My mom spent hours reading The Hobbit to my brother and I as kids. I have distinct memories of the sound of her voice echoing from my brother’s room as she lulled him to sleep with Tolkien. We spent summer after summer listening to the BBC’s book on tape of The Hobbit while driving through the Rockies on yearly trips to Kelowna. We would inevitably come to the mountains near Revelstoke and stare longingly at their misty peaks, my imagination filled with visions of dwarves mining the mountains. Even through years of painful leg waxing, I would squeal when the esthetician got to my feet because my mom told me that my Hobbit magic was in my furry feet and I haven’t removed a hair from my toes or the tops of my feet since.

The Hobbit movie was near perfection for me. I did hear snippets of people complaining about its length, which could only come from those who aren’t true Tolkien fans, and who clearly didn’t get the importance of these movies. Martin Freeman is the perfect Bilbo, he plays a Hobbit on the cusp of settling into middle age, displaying a wonderful balance of agoraphobia and resistance to his rut. I could have sat through the movie if it were six hours long. It was a dazzling start to a story that was clearly made in the same spirit as the Lord of the Rings trilogy.

In fact it’s arguably better, given the advances in moviemaking technology that made the visuals even more stunning. Take, for example, a five-minute-long Hobbit food porn scene that made me want to stab a hunk of cooked ham with a pitchfork and eat off of it. The painstaking attention to detail is a treat for lovers of the trilogy and seeing the Weta creatures was almost surreal. What’s more terrifying than a bloodthirsty Orc, you ask?
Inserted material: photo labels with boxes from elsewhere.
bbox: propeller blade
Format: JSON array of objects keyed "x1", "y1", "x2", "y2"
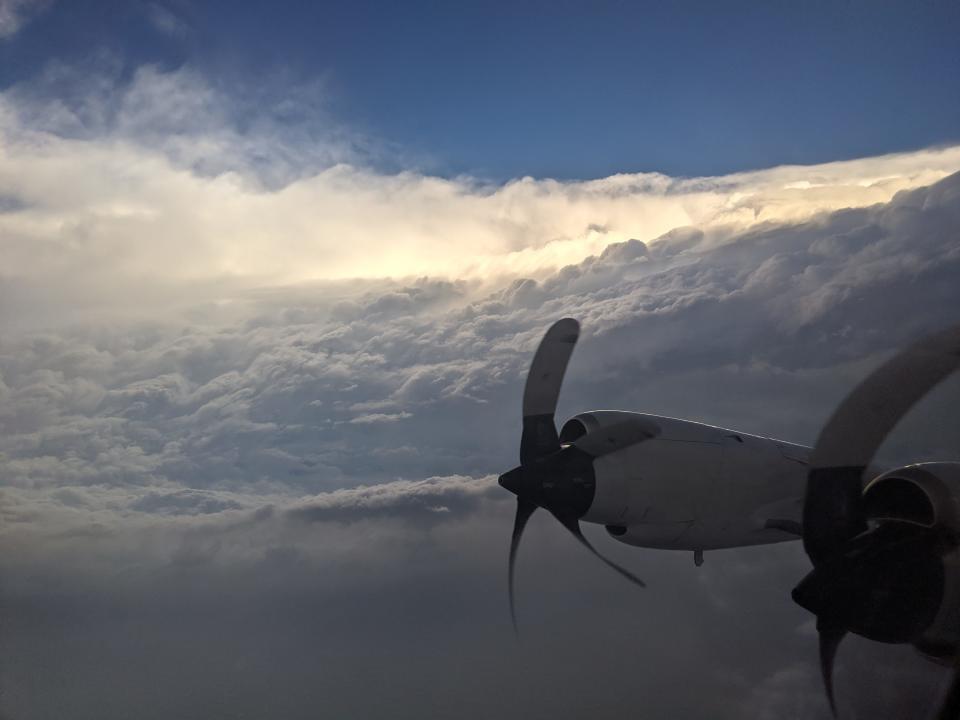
[
  {"x1": 548, "y1": 508, "x2": 647, "y2": 587},
  {"x1": 803, "y1": 325, "x2": 960, "y2": 565},
  {"x1": 507, "y1": 497, "x2": 537, "y2": 637},
  {"x1": 520, "y1": 318, "x2": 580, "y2": 465},
  {"x1": 817, "y1": 622, "x2": 847, "y2": 717},
  {"x1": 937, "y1": 655, "x2": 960, "y2": 720}
]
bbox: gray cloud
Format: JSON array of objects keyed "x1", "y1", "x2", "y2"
[{"x1": 0, "y1": 175, "x2": 960, "y2": 719}]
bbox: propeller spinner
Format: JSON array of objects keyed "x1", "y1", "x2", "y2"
[
  {"x1": 793, "y1": 326, "x2": 960, "y2": 720},
  {"x1": 499, "y1": 318, "x2": 645, "y2": 631}
]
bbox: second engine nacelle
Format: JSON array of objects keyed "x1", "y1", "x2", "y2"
[{"x1": 863, "y1": 462, "x2": 960, "y2": 535}]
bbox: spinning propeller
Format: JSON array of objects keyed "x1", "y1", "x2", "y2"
[
  {"x1": 499, "y1": 318, "x2": 644, "y2": 631},
  {"x1": 793, "y1": 326, "x2": 960, "y2": 720}
]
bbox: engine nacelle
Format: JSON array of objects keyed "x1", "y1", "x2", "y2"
[
  {"x1": 864, "y1": 462, "x2": 960, "y2": 661},
  {"x1": 863, "y1": 462, "x2": 960, "y2": 534}
]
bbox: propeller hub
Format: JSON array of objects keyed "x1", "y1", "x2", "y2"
[{"x1": 498, "y1": 445, "x2": 597, "y2": 519}]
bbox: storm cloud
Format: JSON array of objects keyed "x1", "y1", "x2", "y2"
[{"x1": 0, "y1": 145, "x2": 960, "y2": 718}]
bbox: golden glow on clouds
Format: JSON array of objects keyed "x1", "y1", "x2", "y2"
[{"x1": 0, "y1": 77, "x2": 960, "y2": 302}]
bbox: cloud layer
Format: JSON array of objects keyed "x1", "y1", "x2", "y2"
[
  {"x1": 0, "y1": 62, "x2": 960, "y2": 719},
  {"x1": 0, "y1": 66, "x2": 960, "y2": 328}
]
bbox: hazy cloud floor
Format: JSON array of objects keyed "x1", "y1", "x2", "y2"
[{"x1": 0, "y1": 166, "x2": 960, "y2": 719}]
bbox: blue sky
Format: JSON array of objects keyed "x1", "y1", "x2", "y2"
[
  {"x1": 0, "y1": 0, "x2": 960, "y2": 720},
  {"x1": 0, "y1": 0, "x2": 960, "y2": 181}
]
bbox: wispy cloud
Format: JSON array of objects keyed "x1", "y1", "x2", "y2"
[
  {"x1": 0, "y1": 0, "x2": 53, "y2": 41},
  {"x1": 0, "y1": 68, "x2": 960, "y2": 330}
]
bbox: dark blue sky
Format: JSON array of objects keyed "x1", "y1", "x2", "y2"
[{"x1": 0, "y1": 0, "x2": 960, "y2": 180}]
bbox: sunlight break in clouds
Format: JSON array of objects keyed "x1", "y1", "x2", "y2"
[{"x1": 0, "y1": 63, "x2": 960, "y2": 328}]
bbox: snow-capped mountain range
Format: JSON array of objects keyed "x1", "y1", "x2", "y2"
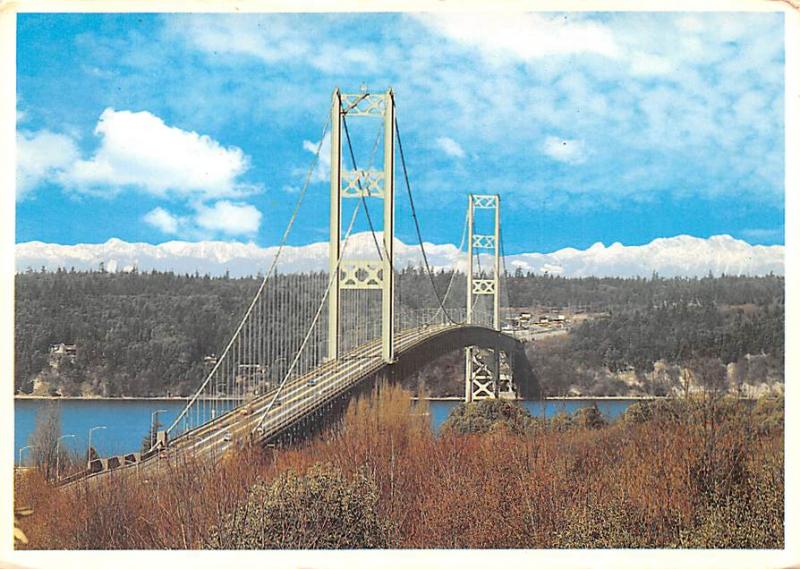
[{"x1": 15, "y1": 233, "x2": 784, "y2": 277}]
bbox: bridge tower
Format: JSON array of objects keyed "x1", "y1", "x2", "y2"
[
  {"x1": 465, "y1": 194, "x2": 515, "y2": 402},
  {"x1": 328, "y1": 88, "x2": 395, "y2": 363}
]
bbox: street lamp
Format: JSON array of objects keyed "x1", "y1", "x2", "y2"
[
  {"x1": 17, "y1": 445, "x2": 36, "y2": 468},
  {"x1": 56, "y1": 435, "x2": 77, "y2": 482},
  {"x1": 149, "y1": 409, "x2": 167, "y2": 450},
  {"x1": 86, "y1": 425, "x2": 106, "y2": 468}
]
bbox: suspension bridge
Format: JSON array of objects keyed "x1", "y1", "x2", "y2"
[{"x1": 65, "y1": 87, "x2": 539, "y2": 482}]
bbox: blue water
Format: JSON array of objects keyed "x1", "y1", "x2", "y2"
[{"x1": 14, "y1": 399, "x2": 635, "y2": 464}]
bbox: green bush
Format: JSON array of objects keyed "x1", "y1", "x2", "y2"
[{"x1": 210, "y1": 465, "x2": 393, "y2": 549}]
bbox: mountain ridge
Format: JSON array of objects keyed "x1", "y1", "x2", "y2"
[{"x1": 15, "y1": 232, "x2": 784, "y2": 277}]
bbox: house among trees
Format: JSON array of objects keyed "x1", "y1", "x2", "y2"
[{"x1": 49, "y1": 342, "x2": 78, "y2": 369}]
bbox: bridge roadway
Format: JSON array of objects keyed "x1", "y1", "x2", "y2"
[{"x1": 70, "y1": 324, "x2": 530, "y2": 484}]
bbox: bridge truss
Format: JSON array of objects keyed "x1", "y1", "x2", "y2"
[{"x1": 157, "y1": 89, "x2": 522, "y2": 447}]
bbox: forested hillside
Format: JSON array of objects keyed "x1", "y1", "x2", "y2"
[{"x1": 14, "y1": 269, "x2": 784, "y2": 396}]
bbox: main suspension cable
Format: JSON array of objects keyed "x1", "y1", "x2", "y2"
[
  {"x1": 339, "y1": 102, "x2": 383, "y2": 261},
  {"x1": 392, "y1": 95, "x2": 458, "y2": 324},
  {"x1": 167, "y1": 115, "x2": 330, "y2": 432}
]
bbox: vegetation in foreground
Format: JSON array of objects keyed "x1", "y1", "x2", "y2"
[{"x1": 16, "y1": 386, "x2": 784, "y2": 549}]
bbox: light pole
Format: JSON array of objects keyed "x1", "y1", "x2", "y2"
[
  {"x1": 17, "y1": 445, "x2": 36, "y2": 468},
  {"x1": 150, "y1": 409, "x2": 167, "y2": 450},
  {"x1": 56, "y1": 435, "x2": 76, "y2": 482},
  {"x1": 86, "y1": 425, "x2": 106, "y2": 468}
]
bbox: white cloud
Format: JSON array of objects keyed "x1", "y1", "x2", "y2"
[
  {"x1": 542, "y1": 136, "x2": 586, "y2": 164},
  {"x1": 303, "y1": 132, "x2": 331, "y2": 182},
  {"x1": 195, "y1": 201, "x2": 261, "y2": 235},
  {"x1": 143, "y1": 207, "x2": 180, "y2": 235},
  {"x1": 61, "y1": 108, "x2": 249, "y2": 199},
  {"x1": 436, "y1": 136, "x2": 465, "y2": 158},
  {"x1": 416, "y1": 12, "x2": 619, "y2": 61},
  {"x1": 16, "y1": 232, "x2": 784, "y2": 277},
  {"x1": 17, "y1": 130, "x2": 79, "y2": 200},
  {"x1": 168, "y1": 15, "x2": 379, "y2": 73},
  {"x1": 630, "y1": 52, "x2": 675, "y2": 76}
]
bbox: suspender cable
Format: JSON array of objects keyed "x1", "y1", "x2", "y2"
[{"x1": 392, "y1": 101, "x2": 458, "y2": 324}]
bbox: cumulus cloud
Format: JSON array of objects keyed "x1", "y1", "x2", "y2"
[
  {"x1": 61, "y1": 108, "x2": 249, "y2": 199},
  {"x1": 416, "y1": 12, "x2": 619, "y2": 61},
  {"x1": 168, "y1": 14, "x2": 379, "y2": 73},
  {"x1": 195, "y1": 201, "x2": 261, "y2": 235},
  {"x1": 17, "y1": 130, "x2": 79, "y2": 200},
  {"x1": 16, "y1": 232, "x2": 784, "y2": 277},
  {"x1": 303, "y1": 132, "x2": 331, "y2": 182},
  {"x1": 436, "y1": 136, "x2": 465, "y2": 158},
  {"x1": 542, "y1": 136, "x2": 586, "y2": 164},
  {"x1": 143, "y1": 207, "x2": 180, "y2": 235}
]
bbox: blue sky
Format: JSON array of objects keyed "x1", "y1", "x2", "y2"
[{"x1": 16, "y1": 13, "x2": 784, "y2": 254}]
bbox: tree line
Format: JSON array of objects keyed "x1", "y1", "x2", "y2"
[{"x1": 14, "y1": 268, "x2": 784, "y2": 396}]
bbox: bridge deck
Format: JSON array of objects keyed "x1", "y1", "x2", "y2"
[{"x1": 64, "y1": 324, "x2": 532, "y2": 482}]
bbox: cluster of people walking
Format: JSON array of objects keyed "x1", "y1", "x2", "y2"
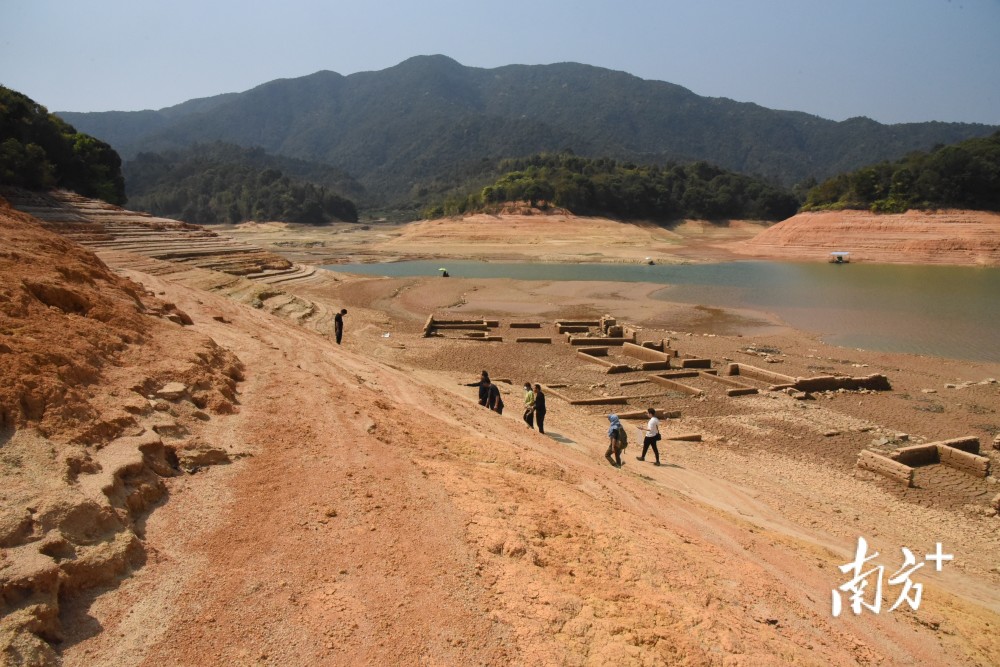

A bloodthirsty Orc in 3D. Or a grotesque goblin king with a 10-inch goiter hanging from his chin.

Of course there were moments of hokey, over-the-top sentimentality, but that’s what I paid for and that’s what I got from the books. When Thorin Oakenshield (who is arguably the hottest dwarf I have ever seen, played by Richard Armitage) sets Bilbo up in the final scene for a dwarven bear hug, I almost cringed, but then remembered it’s that unconcealed sense of goodness that made me fall in love with the story in the first place.

I wouldn’t hesitate in recommending this film to true Tolkien and Jackson fans. If the breathtakingly beautiful scene in Rivendell with Saruman, Gandalf, Elrond and Galadriel doesn’t make you tremble, you have missed the fact that Jackson has essentially allowed you to be in Middle Earth. If you loved Lord of the Rings, you will love The Hobbit. It is a gift to its fans from Peter Jackson and I left feeling elated to be living in such a beautiful time in moviemaking history.

 


Comments: 1

furioso wrote:

The author does a good job of showing the magic that Tolkien can cast over readers with his vivid creation of Middle Earth. Except there are two Lord of the Rings. The masterpiece by J.R.R. Tolkien and then there is Peter Jackson's Lord of the Rings with additional dialogue by Johnnie Tolkien which varies from amazing to frustrating. The Hobbit in much the same as it is too long and Peter Jackson fails in the movie axiom of keeping it tight with editing and pacing. There is so much exposition and self indulgent lingering on scenes in the first half it almost becomes Peter Jackson's Phantom Menace. Then in the second half it narrows down to the main adventure and becomes Bilbo Baggins in the Temple of Doom which is not exactly canon but saves the movie giving it momentum and energy and a satisfying conclusion.

The cringe worthy dwarven bear hug is an interesting moment that shows Tolkien's universe where evil is stronger and more numerous than good but the power of good is shown in the strength of friendship and courage to go on together even into the abyss. Baggins changes from a cosseted suspicious provincial to a friend and comrade in arms with honour and courage values that Oakenshield admires. In that Peter Jackson got Tolkien right.